DÉNONCIATIONS
Au bal des faux-culs
Sommes-nous des pions entre les mains des « élites » ? Gilles Martin-Chauffier démonte un fait-divers pour écrire le roman de la tartufferie des puissants. Benoît Duteurtre choisit le conte philosophique pour alerter sur les dérives d’un libéralisme qui serait éco-responsable.
Un ado d’origine maghrébine meurt dans une cité de la banlieue après avoir croisé un gardien de la paix. On est en plein été 2016, la France rêve de vacances peinardes et les ministres de villégiatures au bord de l’eau. On vous la fait courte : du ministère au commissariat en passant par la mairie, les avocats et les revendeurs de came de la cité, faut juste étouffer l’affaire, éviter que tout s’embrase et éloigner les charognards de BFM-TV. Qui a tué le môme ? Tout le monde s’en fout. Le policier est coupable ? Puisqu’on vous dit que l’on s’en tape le coquillard…
Gilles Martin-Chauffier donne la parole à tous les protagonistes de cette sordide affaire pour livrer un roman passionnant, glaçant, désabusé, souvent très drôle et toujours féroce sur la tartufferie des gouvernants et les lâchetés des journalistes, avocats, fonctionnaires… Sur ce coup-là, « gros coup d’bol », un mongolito fait un carnage avec son camion-bélier sur la Croisette des Anglais. Les médias et l’indignation générale ont rendez-vous à Nice. La « Cité noire », quant à elle, n’intéresse plus grand monde, on peut fermer le cercueil du môme…
Avec des dialogues aussi efficaces qu’un Benalla dans une manif, le rédacteur en chef de Paris-Match livre une démonstration impeccable de justesse sur une société de castes autoproclamées, d’élites consanguines, de communicants corrompus. Anarchiste de droite qui mettrait tout le monde dans le même panier, Gilles Martin-Chauffier ? Trop simpliste. L’auteur aime la France, celle qui fait un double doigt d’honneur à cette comédie du pouvoir, zappe les corps intermédiaires, survit avec ses règles et ses lois non écrites… L’ère des suspects est une version moderne du bal des faux-culs et – un peu – le pendant français du Bûcher des vanités de Tom Wolfe.
Révolution
Tout aussi grinçant et pertinent, façon conte philosophique voltairien, Benoît Duteurtre livre En marche ! (où a-t-il bien pu dénicher un titre pareil ?), chronique sur la manière dont les projets de société les plus séduisants peuvent partir en cacahuète.

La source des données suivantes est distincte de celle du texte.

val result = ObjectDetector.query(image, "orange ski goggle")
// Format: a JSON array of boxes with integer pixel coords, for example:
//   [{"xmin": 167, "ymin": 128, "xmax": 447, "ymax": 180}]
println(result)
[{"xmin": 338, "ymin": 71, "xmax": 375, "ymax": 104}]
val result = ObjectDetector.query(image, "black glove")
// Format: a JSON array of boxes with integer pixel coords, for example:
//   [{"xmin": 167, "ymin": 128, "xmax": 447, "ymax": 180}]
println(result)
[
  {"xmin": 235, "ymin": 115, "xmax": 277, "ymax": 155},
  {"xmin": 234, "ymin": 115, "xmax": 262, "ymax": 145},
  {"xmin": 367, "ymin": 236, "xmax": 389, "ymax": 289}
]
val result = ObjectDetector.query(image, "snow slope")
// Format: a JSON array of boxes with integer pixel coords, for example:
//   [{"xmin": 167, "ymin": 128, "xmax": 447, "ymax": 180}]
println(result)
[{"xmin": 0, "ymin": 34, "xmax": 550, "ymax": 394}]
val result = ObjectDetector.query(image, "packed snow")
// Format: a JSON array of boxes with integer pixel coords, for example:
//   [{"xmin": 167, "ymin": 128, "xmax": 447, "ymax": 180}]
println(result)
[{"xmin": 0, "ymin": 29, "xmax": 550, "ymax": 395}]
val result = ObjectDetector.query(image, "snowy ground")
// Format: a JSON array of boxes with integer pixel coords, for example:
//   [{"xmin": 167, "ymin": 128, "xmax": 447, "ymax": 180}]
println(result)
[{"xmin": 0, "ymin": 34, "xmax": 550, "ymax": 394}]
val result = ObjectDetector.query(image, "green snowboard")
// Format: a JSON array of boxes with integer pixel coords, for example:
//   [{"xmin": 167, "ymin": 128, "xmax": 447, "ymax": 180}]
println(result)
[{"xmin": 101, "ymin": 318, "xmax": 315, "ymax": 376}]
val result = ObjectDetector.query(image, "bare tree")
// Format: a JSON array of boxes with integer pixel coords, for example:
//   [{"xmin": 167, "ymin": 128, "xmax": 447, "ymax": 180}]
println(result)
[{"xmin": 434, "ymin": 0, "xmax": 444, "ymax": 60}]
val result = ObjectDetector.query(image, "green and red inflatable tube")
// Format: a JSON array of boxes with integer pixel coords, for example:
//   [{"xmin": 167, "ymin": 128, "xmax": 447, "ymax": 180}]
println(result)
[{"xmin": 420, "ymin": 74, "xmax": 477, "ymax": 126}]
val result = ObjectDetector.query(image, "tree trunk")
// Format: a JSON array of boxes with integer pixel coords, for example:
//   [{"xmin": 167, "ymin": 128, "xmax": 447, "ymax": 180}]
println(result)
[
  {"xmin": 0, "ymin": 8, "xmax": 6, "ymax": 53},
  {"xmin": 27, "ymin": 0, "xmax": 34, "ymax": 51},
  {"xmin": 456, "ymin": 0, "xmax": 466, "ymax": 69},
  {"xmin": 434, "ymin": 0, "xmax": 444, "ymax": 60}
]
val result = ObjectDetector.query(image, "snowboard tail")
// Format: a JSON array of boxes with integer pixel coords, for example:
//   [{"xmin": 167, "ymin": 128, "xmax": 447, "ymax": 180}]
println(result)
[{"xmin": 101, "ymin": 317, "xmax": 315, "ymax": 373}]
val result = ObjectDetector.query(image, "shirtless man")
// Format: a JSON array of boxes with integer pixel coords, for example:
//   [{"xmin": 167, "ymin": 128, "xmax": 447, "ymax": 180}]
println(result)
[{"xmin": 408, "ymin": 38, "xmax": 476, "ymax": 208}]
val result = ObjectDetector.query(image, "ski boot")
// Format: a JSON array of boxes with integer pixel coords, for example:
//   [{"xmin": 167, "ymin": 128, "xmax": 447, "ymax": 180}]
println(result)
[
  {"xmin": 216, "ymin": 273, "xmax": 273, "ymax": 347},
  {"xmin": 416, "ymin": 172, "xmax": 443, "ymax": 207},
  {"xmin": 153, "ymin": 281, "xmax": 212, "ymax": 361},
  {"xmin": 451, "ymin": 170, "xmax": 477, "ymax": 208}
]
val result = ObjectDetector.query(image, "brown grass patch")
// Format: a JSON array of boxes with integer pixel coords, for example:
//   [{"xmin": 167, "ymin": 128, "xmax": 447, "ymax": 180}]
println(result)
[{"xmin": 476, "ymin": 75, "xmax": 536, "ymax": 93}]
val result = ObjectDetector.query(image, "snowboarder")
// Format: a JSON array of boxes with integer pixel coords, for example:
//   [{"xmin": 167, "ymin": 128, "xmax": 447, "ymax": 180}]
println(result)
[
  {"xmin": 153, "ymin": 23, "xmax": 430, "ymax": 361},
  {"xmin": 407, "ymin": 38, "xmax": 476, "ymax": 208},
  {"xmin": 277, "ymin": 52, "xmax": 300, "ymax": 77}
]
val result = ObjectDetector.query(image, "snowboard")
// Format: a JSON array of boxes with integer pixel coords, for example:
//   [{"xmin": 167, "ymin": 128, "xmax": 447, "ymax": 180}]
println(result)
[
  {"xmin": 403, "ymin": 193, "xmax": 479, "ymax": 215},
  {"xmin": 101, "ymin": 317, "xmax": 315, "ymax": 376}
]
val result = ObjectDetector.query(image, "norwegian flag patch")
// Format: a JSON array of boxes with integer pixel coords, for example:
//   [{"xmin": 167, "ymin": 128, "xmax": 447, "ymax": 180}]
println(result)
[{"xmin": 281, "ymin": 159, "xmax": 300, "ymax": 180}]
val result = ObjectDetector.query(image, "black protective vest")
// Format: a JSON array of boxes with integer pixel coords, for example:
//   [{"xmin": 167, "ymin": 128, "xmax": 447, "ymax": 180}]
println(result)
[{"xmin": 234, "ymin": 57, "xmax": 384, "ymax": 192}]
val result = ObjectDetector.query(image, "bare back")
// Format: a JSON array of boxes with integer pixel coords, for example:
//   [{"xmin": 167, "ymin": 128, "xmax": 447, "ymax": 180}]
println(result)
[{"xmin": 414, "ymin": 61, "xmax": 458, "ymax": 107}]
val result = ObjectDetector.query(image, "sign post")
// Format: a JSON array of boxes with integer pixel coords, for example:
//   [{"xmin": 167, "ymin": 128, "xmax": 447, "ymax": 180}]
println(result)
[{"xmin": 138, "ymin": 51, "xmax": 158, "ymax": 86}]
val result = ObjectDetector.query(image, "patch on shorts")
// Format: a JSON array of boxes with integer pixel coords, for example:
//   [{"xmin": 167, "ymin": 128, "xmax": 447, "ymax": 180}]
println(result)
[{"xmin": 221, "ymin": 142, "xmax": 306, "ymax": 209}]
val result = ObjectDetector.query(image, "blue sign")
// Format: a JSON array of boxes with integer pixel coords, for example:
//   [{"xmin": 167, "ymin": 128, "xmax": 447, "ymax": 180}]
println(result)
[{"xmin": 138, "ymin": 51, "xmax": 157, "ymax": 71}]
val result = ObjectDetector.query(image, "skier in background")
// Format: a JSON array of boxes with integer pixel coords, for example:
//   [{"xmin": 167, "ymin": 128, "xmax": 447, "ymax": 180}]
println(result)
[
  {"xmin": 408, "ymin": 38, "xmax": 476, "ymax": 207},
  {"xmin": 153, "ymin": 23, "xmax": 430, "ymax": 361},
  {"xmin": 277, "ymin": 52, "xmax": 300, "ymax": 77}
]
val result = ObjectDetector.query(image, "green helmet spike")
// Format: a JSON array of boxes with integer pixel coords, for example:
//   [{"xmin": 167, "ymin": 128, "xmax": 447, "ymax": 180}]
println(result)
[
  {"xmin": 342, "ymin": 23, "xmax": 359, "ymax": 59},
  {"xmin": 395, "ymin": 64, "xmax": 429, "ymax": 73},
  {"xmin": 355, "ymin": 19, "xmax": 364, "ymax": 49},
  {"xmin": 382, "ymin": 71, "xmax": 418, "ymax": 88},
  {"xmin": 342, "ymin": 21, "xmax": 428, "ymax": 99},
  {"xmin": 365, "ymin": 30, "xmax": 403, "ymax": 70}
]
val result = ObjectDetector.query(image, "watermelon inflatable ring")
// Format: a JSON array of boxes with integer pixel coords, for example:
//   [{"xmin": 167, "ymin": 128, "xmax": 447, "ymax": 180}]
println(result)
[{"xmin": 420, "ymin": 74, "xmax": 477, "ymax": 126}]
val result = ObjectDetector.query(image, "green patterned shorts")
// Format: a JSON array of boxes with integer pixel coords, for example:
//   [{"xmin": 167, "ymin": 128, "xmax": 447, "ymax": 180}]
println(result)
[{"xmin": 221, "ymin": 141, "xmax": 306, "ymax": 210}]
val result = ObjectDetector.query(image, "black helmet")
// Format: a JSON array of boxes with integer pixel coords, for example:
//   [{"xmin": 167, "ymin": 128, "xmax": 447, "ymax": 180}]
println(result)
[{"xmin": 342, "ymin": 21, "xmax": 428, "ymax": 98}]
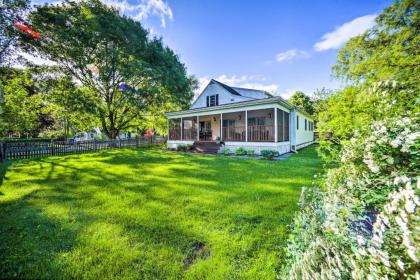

L’intrigue n’est pas datée, on parlera d’un futur proche qui ressemble furieusement à notre présent, un brin décalé. Nous sommes au lendemain d’élections qui ont donné une écrasante majorité au parti En Avant (suivez mon regard). Thomas, un jeune député fraîchement élu, décide de se rendre en Rugénie, un ex-satellite de l’ex-URSS qui applique, cas unique, la « révolution centriste éco-responsable » qu’il appelle de ses vœux. Une « globalisation heureuse » théorisée par un certain Stepan Gloss qui prône à la fois « la liberté économique, la protection des droits humains et la sauvegarde de la planète ».
Vous saisissez le miroir aux alouettes ? L’arnaque ? Thomas débarque à Sbrytzk, la capitale rugène, et va évidemment tomber de désillusion en désenchantement. Les voitures sont interdites en centre-ville ? Les bouchons (et la pollution) en périphérie sont abominables. La collecte des ordures ménagères a été privatisée ? Les éboueurs sont en grève illimitée, la puanteur en ville est insoutenable. Thomas a-t-il le malheur de sourire à une maman et son bébé ? Le voici conduit et interrogé au commissariat pour harcèlement.
Ce « meilleur des mondes » cache en fin de compte un régime autoritaire ? Les slogans martelés par une communication omniprésente et fanfaronnante rappellent étrangement ceux de l’ancien régime soviétique ? La démonstration de Benoît Duteurtre est implacable : le nouveau monde promis ressemble fort à l’ancien. La loi du plus fort continue de régner. L’individu soi-disant protégé est surtout contrôlé, cerné de normes et d’interdits. Jusqu’à l’absurde. Jusqu’à la défaite de la pensée. Il semble temps de créer un nouveau mouvement : Vigilants !
LIRE « L’ère des suspects » , Gilles Martin-Chauffier, éditions Grasset, 320 p., 20 €. « En marche ! », Benoît Duteurtre, éditions Gallimard, 216 p., 18,50 €.